First, in the process of cooling and pulverizing desulfurized slag in the steelworks, a sample was taken from the desulfurized slag, and the compound form of sulfur in the desulfurized slag was investigated using X-ray diffraction. As a result, most of the sulfur compounds in the desulfurized slag generated by the desulfurization treatment of the hot metal and forcibly quenched by high-temperature desulfurization slag after being discharged from the hot metal to the room temperature are CaS compound forms. I understood. CaS is a product of the desulfurization reaction, and it is considered that CaS remained in the desulfurized slag as CaS without being oxidized into CaSO ₃ or CaSO ₄ by rapidly cooling the desulfurized slag with water spray. Said normal temperature is 200 degrees C or less, Preferably it is 100 degrees C or less.

Next, a thermodynamic study and a small experiment were conducted on the removal of sulfur from CaS. As a result, heat treatment in an air atmosphere, that is, exposure to high-temperature air atmosphere to oxidize desulfurized slag, sulfur in CaS becomes gaseous SOx, and sulfur in desulfurized slag is removed to the gas phase side. It was found that the desulfurization rate from the desulfurized slag increases as the atmospheric temperature increases. Specifically, it was found that a desulfurization rate of 70% or higher can be obtained by setting the ambient temperature to 1250 ° C. or higher. The reaction at this time is considered to be 2CaS + 3O ₂ = 2CaO + 2SO ₂ . Here, the desulfurization rate (%) is the difference between the sulfur concentration (mass%) of the desulfurized slag before heat treatment and the sulfur concentration (mass%) of the desulfurized slag after heat treatment. It is a value expressed as a percentage with respect to the sulfur concentration (mass%).
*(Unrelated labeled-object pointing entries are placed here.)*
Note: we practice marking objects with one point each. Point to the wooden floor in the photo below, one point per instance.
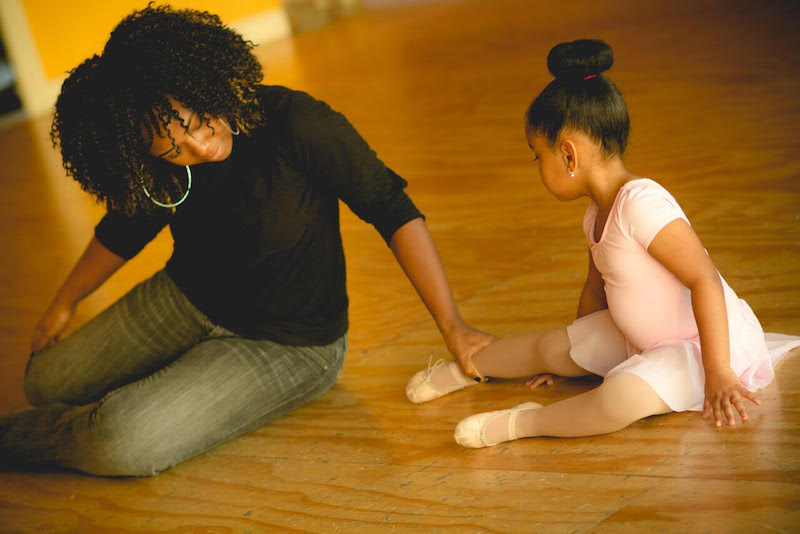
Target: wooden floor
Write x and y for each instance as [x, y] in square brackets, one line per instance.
[439, 90]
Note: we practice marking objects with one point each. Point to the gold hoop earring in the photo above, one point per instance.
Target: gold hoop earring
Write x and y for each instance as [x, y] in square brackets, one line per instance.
[174, 204]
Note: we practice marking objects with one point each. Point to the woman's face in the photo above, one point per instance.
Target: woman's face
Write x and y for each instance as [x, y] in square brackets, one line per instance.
[201, 141]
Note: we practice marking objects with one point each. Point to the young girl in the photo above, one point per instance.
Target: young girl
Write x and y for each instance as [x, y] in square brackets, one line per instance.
[655, 318]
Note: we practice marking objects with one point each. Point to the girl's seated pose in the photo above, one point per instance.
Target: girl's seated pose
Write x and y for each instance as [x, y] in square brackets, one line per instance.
[655, 318]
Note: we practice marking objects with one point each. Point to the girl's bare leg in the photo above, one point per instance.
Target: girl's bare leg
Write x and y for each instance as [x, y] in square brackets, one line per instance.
[621, 400]
[528, 354]
[522, 355]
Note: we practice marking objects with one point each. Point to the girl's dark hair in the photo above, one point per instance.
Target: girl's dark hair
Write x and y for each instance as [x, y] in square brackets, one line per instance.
[112, 105]
[581, 97]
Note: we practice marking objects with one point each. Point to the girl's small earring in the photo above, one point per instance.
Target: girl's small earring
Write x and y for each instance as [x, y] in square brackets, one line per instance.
[229, 128]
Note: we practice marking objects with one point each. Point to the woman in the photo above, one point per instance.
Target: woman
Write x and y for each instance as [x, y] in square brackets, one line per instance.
[169, 126]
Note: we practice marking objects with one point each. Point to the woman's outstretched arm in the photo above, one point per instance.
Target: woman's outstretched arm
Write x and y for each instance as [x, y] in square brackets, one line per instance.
[93, 268]
[413, 246]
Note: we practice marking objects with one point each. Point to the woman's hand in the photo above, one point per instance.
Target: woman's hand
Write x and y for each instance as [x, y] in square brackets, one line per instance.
[463, 341]
[724, 393]
[546, 379]
[50, 326]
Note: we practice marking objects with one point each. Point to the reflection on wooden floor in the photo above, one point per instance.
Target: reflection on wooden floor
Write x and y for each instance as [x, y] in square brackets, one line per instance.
[439, 89]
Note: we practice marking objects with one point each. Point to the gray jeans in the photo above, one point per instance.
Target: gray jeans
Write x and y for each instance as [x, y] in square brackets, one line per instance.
[151, 382]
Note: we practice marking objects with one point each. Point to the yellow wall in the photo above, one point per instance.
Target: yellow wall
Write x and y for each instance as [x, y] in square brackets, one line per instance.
[66, 32]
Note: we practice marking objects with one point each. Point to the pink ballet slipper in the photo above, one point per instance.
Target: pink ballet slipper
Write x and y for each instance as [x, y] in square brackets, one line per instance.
[471, 431]
[422, 388]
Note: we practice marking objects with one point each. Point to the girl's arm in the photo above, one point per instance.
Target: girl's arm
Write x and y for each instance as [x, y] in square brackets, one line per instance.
[593, 296]
[678, 248]
[93, 268]
[416, 253]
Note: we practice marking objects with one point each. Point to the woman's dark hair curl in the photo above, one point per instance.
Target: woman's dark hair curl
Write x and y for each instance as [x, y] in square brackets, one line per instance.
[581, 98]
[112, 105]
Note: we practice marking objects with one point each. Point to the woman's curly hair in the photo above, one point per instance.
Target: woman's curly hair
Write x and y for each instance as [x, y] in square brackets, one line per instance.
[112, 105]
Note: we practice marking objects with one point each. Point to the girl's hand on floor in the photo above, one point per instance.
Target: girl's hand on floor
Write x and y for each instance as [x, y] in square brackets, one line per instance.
[464, 342]
[544, 378]
[50, 326]
[724, 394]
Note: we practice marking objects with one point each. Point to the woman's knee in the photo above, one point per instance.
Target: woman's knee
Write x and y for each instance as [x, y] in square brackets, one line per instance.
[117, 445]
[37, 385]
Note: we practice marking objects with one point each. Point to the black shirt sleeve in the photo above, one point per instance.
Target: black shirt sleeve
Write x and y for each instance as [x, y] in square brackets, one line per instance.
[329, 148]
[125, 236]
  Furthermore, the present inventors performed a heating test using a large-sized heating furnace on which a refractory was constructed. As a result, when the ambient temperature exceeded 1500 ° C., operational problems such as the extremely severe damage to the furnace wall refractories and the melting adhesion of desulfurized slag to the furnace wall became apparent. That is, it was confirmed that the optimum atmospheric temperature was 1250 to 1500 ° C.

  Any reaction vessel that heats the desulfurized slag in an air atmosphere, that is, removes sulfur from the desulfurized slag, as long as it can apply heat to the desulfurized slag in the air atmosphere. However, specific examples include a rotary kiln, RHF, fluidized bed, and electric furnace. In addition, as a heating method, heat application by a combustion burner such as an LPG burner or an LNG burner, heating using a graphite electrode, plasma, or the like can be used.
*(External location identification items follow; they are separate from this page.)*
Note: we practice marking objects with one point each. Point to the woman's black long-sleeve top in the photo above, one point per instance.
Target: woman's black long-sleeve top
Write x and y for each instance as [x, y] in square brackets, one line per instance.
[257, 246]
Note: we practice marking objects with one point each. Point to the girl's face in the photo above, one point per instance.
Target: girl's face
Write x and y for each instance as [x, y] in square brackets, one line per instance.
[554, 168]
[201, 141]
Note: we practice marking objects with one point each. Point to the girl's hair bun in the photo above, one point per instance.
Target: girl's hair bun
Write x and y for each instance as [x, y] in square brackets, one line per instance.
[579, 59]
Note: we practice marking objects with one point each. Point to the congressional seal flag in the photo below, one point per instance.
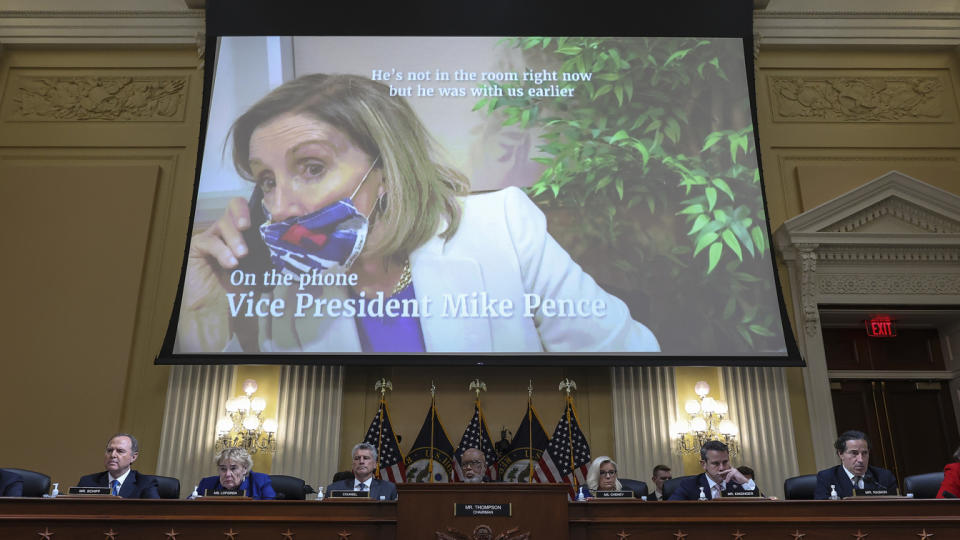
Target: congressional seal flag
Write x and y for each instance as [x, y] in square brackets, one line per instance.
[389, 457]
[528, 444]
[431, 457]
[477, 436]
[568, 453]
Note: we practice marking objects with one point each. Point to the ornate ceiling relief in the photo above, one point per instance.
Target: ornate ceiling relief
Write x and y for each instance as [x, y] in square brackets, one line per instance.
[857, 99]
[907, 212]
[97, 97]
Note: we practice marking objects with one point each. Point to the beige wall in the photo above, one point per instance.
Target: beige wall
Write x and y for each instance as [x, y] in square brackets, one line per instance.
[859, 113]
[97, 152]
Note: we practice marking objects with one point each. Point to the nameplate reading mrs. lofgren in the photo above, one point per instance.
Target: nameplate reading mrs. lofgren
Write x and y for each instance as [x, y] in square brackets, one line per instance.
[482, 509]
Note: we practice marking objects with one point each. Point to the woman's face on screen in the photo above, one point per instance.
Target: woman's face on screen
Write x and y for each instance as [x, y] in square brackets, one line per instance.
[231, 473]
[303, 164]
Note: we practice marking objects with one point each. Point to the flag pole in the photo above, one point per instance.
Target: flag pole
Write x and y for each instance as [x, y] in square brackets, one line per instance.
[382, 385]
[530, 431]
[568, 385]
[433, 421]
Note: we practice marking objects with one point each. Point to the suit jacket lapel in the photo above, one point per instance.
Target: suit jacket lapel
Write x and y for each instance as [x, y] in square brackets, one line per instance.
[129, 485]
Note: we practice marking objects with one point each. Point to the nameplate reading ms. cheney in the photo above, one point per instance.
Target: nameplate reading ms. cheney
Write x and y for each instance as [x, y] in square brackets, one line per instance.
[482, 509]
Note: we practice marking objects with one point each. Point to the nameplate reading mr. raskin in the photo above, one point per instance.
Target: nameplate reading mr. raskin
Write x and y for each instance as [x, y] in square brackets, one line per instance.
[89, 491]
[626, 494]
[872, 492]
[348, 494]
[483, 509]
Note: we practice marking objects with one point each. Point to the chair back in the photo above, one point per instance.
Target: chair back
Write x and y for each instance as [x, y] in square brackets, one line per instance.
[34, 484]
[168, 487]
[800, 488]
[671, 485]
[924, 486]
[288, 488]
[638, 488]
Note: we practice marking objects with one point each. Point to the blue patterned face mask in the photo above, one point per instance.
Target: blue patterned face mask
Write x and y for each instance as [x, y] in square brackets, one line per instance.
[329, 239]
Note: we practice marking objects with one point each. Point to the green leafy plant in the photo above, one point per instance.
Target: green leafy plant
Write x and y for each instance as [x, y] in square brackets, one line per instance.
[650, 165]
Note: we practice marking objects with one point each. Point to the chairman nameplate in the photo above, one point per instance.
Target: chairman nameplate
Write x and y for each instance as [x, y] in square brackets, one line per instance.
[482, 509]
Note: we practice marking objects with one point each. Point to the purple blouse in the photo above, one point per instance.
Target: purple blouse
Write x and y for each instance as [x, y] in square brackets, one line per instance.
[392, 334]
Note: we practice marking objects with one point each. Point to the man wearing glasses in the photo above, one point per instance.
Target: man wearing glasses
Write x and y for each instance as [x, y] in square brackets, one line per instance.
[474, 466]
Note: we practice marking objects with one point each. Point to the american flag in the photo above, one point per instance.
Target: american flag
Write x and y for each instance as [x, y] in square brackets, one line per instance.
[556, 465]
[476, 436]
[389, 457]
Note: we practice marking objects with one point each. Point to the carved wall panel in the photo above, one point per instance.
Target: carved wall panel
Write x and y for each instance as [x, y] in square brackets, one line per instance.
[130, 97]
[884, 98]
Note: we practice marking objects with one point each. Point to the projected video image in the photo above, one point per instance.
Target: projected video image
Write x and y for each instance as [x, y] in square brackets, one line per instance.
[463, 195]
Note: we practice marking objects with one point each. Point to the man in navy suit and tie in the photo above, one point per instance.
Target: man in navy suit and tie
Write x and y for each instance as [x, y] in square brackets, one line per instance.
[719, 478]
[122, 451]
[854, 470]
[364, 465]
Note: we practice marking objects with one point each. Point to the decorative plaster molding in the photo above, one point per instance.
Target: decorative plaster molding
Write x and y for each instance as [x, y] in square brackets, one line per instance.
[854, 28]
[857, 99]
[898, 208]
[886, 255]
[100, 27]
[808, 287]
[97, 97]
[900, 283]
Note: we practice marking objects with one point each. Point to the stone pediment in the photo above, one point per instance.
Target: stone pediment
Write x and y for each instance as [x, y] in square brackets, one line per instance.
[894, 208]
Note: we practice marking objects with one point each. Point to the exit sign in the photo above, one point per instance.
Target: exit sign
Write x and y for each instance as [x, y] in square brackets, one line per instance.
[881, 327]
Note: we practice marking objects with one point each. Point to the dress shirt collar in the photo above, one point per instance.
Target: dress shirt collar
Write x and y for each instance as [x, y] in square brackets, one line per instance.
[122, 478]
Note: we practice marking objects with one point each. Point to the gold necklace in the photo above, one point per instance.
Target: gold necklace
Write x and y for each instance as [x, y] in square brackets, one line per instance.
[405, 279]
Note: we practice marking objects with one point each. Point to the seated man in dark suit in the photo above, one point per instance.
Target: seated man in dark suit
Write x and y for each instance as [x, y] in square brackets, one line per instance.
[854, 470]
[122, 451]
[364, 465]
[718, 479]
[474, 466]
[661, 473]
[11, 485]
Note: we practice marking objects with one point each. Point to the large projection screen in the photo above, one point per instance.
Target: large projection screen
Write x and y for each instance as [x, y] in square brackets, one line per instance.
[488, 197]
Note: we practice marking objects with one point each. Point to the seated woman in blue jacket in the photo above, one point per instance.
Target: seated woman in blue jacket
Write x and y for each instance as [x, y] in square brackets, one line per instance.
[234, 466]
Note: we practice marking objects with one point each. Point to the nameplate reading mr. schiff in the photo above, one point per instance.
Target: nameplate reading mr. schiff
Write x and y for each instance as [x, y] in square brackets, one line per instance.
[348, 494]
[482, 509]
[89, 491]
[625, 494]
  As a method of recycling desulfurized slag whose sulfur content has been reduced by this heat treatment, it is used as a CaO source (slagging agent) in the iron ore sintering process, and then used as a charging raw material in the hot metal production process in a blast furnace In addition to the method to use, a method of directly using as a CaO-based iron making agent in the hot metal production process in the blast furnace, a method of using as a CaO-based flux in the preliminary dephosphorization treatment or desulfurization treatment of the blast furnace hot metal, or a converter A suitable example is a method of using it as a slag-forming agent in the decarburization and refining process of hot metal in the above. Even if it is a process other than this, as long as it is the process which uses the quicklime of the iron making process and steelmaking process in an ironworks, it can be used as a substitute for quicklime. Although the total amount of desulfurized slag generated may be subjected to the sulfur removal treatment of the present invention, the use of the desulfurized slag generated in the hot metal desulfurization treatment again in the hot metal desulfurization treatment is a viewpoint of saving resources. Is also effective. In other words, until the sulfur concentration in the desulfurization slag becomes high due to recycling and the utility as a desulfurization agent ceases, the sulfur concentration in the desulfurization slag becomes high and the utility as a desulfurization agent is lost. At this point, it is preferable to apply the present invention.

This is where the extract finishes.